When your browser becomes a proxy

CN
链捕手
Follow
4 hours ago

Author: Mario Chow & Figo @IOSG

Part One

Introduction

In the past 12 months, the relationship between web browsers and automation has undergone a dramatic change. Almost all major tech companies are racing to build autonomous browser agents. This trend has become increasingly evident since the end of 2024: OpenAI launched the Agent mode in January, Anthropic introduced the "Computer Use" feature for the Claude model, Google DeepMind unveiled Project Mariner, Opera announced the agent-based browser Neon, and Perplexity AI launched the Comet Browser. The signal is clear: the future of AI lies in agents that can autonomously navigate the web.

This trend is not just about adding smarter chatbots to browsers, but a fundamental shift in how machines interact with the digital environment. Browser agents are a class of AI systems that can "see" web pages and take actions: clicking links, filling out forms, scrolling pages, typing text—just like human users. This model promises to unleash tremendous productivity and economic value, as it can automate tasks that currently require human intervention or are too complex for traditional scripts to handle.

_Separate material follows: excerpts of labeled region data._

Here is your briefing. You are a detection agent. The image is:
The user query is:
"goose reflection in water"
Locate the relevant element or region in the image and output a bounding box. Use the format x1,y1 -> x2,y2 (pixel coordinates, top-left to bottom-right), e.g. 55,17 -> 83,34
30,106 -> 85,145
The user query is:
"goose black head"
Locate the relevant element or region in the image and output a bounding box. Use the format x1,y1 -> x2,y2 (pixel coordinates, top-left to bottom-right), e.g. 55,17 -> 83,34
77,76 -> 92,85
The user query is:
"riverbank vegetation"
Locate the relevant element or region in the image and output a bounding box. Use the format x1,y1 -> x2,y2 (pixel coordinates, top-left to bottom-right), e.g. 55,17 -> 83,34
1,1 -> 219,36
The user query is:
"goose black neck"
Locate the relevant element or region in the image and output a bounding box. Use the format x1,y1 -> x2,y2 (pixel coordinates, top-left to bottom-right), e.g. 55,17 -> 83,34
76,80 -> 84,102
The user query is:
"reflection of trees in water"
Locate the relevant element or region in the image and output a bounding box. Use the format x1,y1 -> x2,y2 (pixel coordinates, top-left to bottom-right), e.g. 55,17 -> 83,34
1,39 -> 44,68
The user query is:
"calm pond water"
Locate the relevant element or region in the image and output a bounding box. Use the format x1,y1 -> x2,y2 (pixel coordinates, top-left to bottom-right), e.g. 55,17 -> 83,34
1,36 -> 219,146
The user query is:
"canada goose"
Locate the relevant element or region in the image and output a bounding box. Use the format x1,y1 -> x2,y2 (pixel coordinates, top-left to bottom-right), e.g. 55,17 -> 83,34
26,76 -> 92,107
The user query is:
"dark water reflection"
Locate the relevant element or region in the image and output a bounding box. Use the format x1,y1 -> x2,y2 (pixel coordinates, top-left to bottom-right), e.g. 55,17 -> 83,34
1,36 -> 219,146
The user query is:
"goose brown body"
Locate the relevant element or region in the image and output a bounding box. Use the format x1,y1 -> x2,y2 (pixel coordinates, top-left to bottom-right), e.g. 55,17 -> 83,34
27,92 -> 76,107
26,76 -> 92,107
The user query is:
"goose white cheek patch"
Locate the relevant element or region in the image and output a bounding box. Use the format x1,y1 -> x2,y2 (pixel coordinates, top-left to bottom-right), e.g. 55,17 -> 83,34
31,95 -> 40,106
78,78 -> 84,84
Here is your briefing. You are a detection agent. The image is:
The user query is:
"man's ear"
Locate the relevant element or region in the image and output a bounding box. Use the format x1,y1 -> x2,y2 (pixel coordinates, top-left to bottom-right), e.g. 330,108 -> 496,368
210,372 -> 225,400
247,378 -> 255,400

▲ GIF demonstration: The actual operation of an AI browser agent: following instructions, navigating to the target dataset page, automatically taking screenshots, and extracting the required data.

Part Two

Who Will Win the AI Browser War?

Almost all major tech companies (as well as some startups) are developing their own browser AI agent solutions. Here are some of the most representative projects:

OpenAI – Agent Mode

OpenAI's Agent mode (formerly known as Operator, launched in January 2025) is an AI agent with a built-in browser. The Operator can handle various repetitive online tasks: for example, filling out web forms, ordering groceries, scheduling meetings—all accomplished through standard web interfaces commonly used by humans.

▲ The AI agent arranges meetings like a professional assistant: checking calendars, finding available time slots, creating events, sending confirmations, and generating .ics files for you.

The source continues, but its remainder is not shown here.